This paper provides variational lower/upper bound of partition of a special class of graphical models called `cooperative graphical model’. Cooperative graphical model is a probability distribution which is similar with pairwise graphical models but its energy function contains some extra submodular function of disagreement variable. The main technique for formulating variational lower/upper bound of cooperative graphical model is finding pairwise graphical model and its associate polytope which upper/lower bound the original cooperative graphical model. The author also provides algorithms for suggested bounds and experimental results for image segmentation.

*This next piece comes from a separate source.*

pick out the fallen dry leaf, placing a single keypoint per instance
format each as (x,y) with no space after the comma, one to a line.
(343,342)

I think the proposed graphical model is interesting and novel. The authors provide a lower bound and a fully convex upper bound for partition function. In particular, variational upper/lower bound are formulated by using pairwise graphical models, e.g. mean field approximation and SDP, and therefore, one can apply existing variational methods for pairwise graphical models for cooperative graphical models. The author also provides algorithms, Frank-Wolfe, PGD and BP, for finding upper/lower bound. The experimental results shows that cooperative graphical models and its variational methods performs better than pairwise graphical models for image segmentation. Variational bounds provided in the paper are formulated by bounding the cooperative graphical model by pairwise models and use the existing variational bounds for pairwise models to bound cooperative graphical model. However, as the author applies two bounds consecutively, the suggested bound might be loose. Lower bound is not tractable. Since the optimization over a polytope U(f) is not tractable, the variational lower bound is also intractable. The author suggests an algorithm based on the block coordinate descent which finds the lower bound for the suggested variational lower bound, however, the algorithm only explore the finite points of U(f) and it may not provide a tight lower bound. The technique of constructing B(f) and U(f) seems generic. Can this technique applied to a wider class of f or other probability distribution? Furthermore, the optimization objectives (3), (4) for the variational upper/lower bound does not seems to be dependent with the submodularity of f (while the algorithms do). Typos - In page 2, line 59~60, for all x,y -> for all y,y^\prime - In page 5, procedure Linear-Oracle, `)’ is missing for procedure 4,5 - In page 6, line 211, U(F) -> U(f) - In page 5, line 179, smoth -> smooth

2-Confident (read it all; understood it all reasonably well)